Vor Grundlegung der Welt

Rolf Müller

Denn in ihm (Jesus Christus) hat er uns erwählt, ehe der Welt Grund gelegt war, dass wir sollten heilig und unsträflich sein vor ihm; in seiner Liebe hat er uns dazu verordnet, dass wir seine Kinder seien in Jesus Christus nach dem Wohlgefallen seines Willens. (Epheser 1, 4-5).

Gott hat uns in Jesus Christus vor Grundlegung der Welt erwählt. Nicht wir haben ihn, sondern er hat uns erwählt. Diese Aussage ist ein großer Trost für alle Gotteskinder. Es geht um die Gnadenwahl Gottes.

Als ich noch nicht geboren war,
da bist du mir geboren
und hast mich dir zu eigen gar
eh ich dich kannt, erkoren.

(Paul Gerhardt).

Das hat sich Paul Gerhardt nicht ausgedacht, das ist biblische Lehre. Ein anderer Liederdichter, Johann Gottfried Herrmann, drückt es in seinem Lied „Geht hin, ihr gläubigen Gedanken“ so aus:

O Wunderliebe, die mich wählte
vor allem Anbeginn der Welt,
die mich zu ihren Kindern zählte,
für welche sie das Reich bestellt!
O Vaterhand, o Gnadentrieb,
der mich ins Buch des Lebens schrieb!

Die Lehre von der Erwählung ist ein Trost für die Gläubigen. In einer Bibelstunde brachte ein Bruder die These ins Gespräch, Gott, habe die einen zum Heil und die anderen zum Verderben vorherbestimmt. Das ist nicht richtig.

In der Bibel wird nicht gelehrt, dass ein Teil der Menschen von Ewigkeit her zum Verderben bestimmt ist. Die Tatsache, wie es kommt, dass einige selig werden und andere nicht, hat nichts mit der Erwählung zu tun. Die Bibel zeigt den Weg, wie man selig werden kann, erklärt aber nicht, warum viele nicht gerettet werden. Wir wollen nicht spekulieren, sondern uns an die Schrift halten.

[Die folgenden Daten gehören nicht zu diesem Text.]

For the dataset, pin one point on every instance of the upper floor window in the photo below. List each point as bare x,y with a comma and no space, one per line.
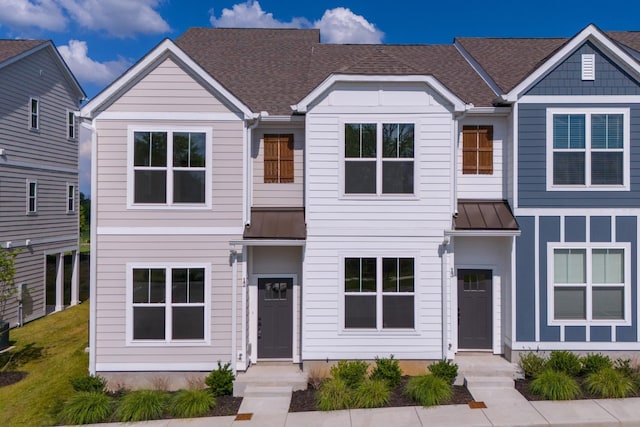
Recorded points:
71,124
278,158
477,150
34,113
379,158
170,167
589,149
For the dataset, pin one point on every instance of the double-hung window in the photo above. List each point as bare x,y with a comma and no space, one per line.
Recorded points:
167,304
590,283
170,167
379,293
589,149
379,158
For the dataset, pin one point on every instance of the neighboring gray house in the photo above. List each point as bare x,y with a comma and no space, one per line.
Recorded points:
39,202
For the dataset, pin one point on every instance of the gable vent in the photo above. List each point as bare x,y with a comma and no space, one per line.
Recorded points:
588,66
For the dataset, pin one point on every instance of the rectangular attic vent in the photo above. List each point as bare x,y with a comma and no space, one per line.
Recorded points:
588,66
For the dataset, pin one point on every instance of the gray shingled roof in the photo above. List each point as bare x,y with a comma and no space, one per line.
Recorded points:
11,48
271,69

Die Lehre von der Erwählung ist für die gläubigen Gotteskinder bestimmt. Es hat keinen Sinn, mit Ungläubigen darüber zu diskutieren. Das Wort von der Erwählung ist ein Geheimnis der Jünger des Herrn. Es verstehen alle, die sein eigen sind. Wer außerhalb von Christus steht, erkennt nur verworrene Linien. Das Geheimnis des Herrn erschließt sich denen, die ihn fürchten.

Außen an der engen Pforte steht: Kommt her zu mir alle, die ihr mühselig und beladen seid! Und dieses Wort ist ernst gemeint. Jeder soll zum Heiland kommen. Keiner wird abgewiesen. Jesus hat unsere Schuld bezahlt.

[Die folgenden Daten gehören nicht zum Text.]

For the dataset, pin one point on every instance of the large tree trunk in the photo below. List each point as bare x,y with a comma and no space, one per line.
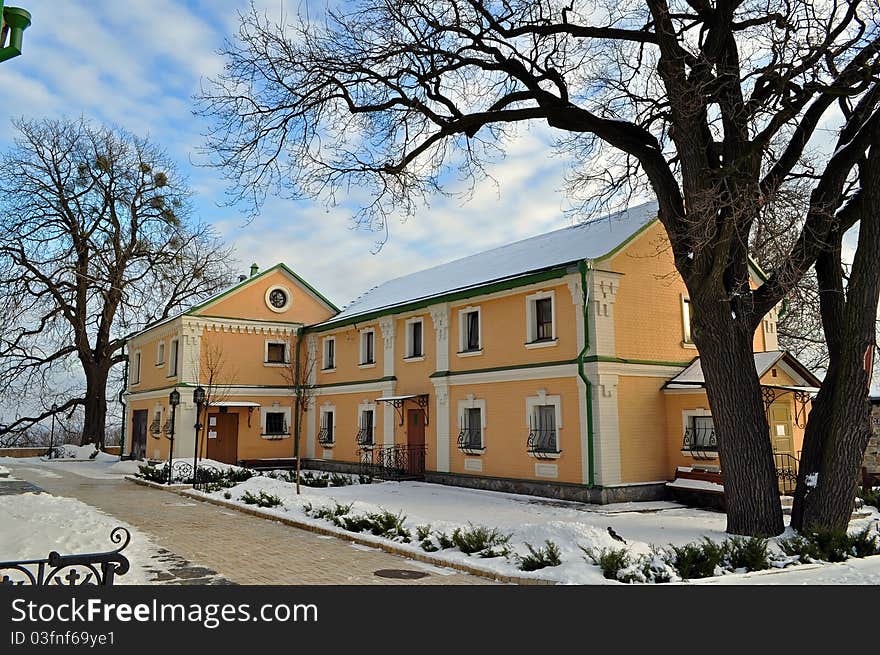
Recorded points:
95,406
751,491
839,427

Wenn wir durch die enge Pforte gegangen sind, sehen wir innen an der Pforte stehen:

Ich habe dich je und je geliebt, deshalb habe ich dich zu mir gezogen aus lauter Güte! (Jeremia 31,3).

Gott hat uns berufen mit einem heiligen Ruf, nicht nach unseren Werken, sondern nach seinem Vorsatz und der Gnade, die uns gegeben ist in Christus Jesus vor der Zeit der Welt. (2. Timotheus 1,9).

Er hat uns erwählt in Christus, ehe der Welt Grund gelegt war. (Epheser 1,4).

Der alte Mann hat nicht von sich aus Gott gesucht und das Erlösungswerk im Glauben ergriffen. Nein, sondern Gott hat mich ergriffen und gefunden! Es ist ein Wunder der Gnade, dass ich errettet bin. Erbarmung ist es und weiter nichts! Gott gibt die Buße und Gott schenkt den Glauben. Gott hat uns vor Grundlegung der Welt erwählt.

Und doch ist der Mensch dabei. Wir kommen nicht im Schlaf ins Reich Gottes. Es kostet Kampf. Wir werden nicht gegen unseren Willen gerettet. In Philipper 2, 12-13 steht ein bemerkenswertes Wort:

Schaffet, dass ihr selig werdet mit Furcht und Zittern, denn Gott ist es, der in euch wirkt beides, das Wollen und das Vollbringen.

Wie bringen wir das zusammen? Das ist doch ein Widerspruch! Sollen und können wir unsere Seligkeit schaffen? Oder ist es Gott, der sie schafft? Das widerspricht menschlicher Logik. Der alte Mann versteht es so:

Gott wirkt. Er setzt unser Wollen in Bewegung. Er schafft auch das Vollbringen. Darum ist es notwendig, dass wir uns aufmachen und zugreifen. Jetzt, wenn Gott wirkt, ist Gnadenzeit. Das gilt es zu nutzen mit ganzem Ernst, mit Furcht und Zittern.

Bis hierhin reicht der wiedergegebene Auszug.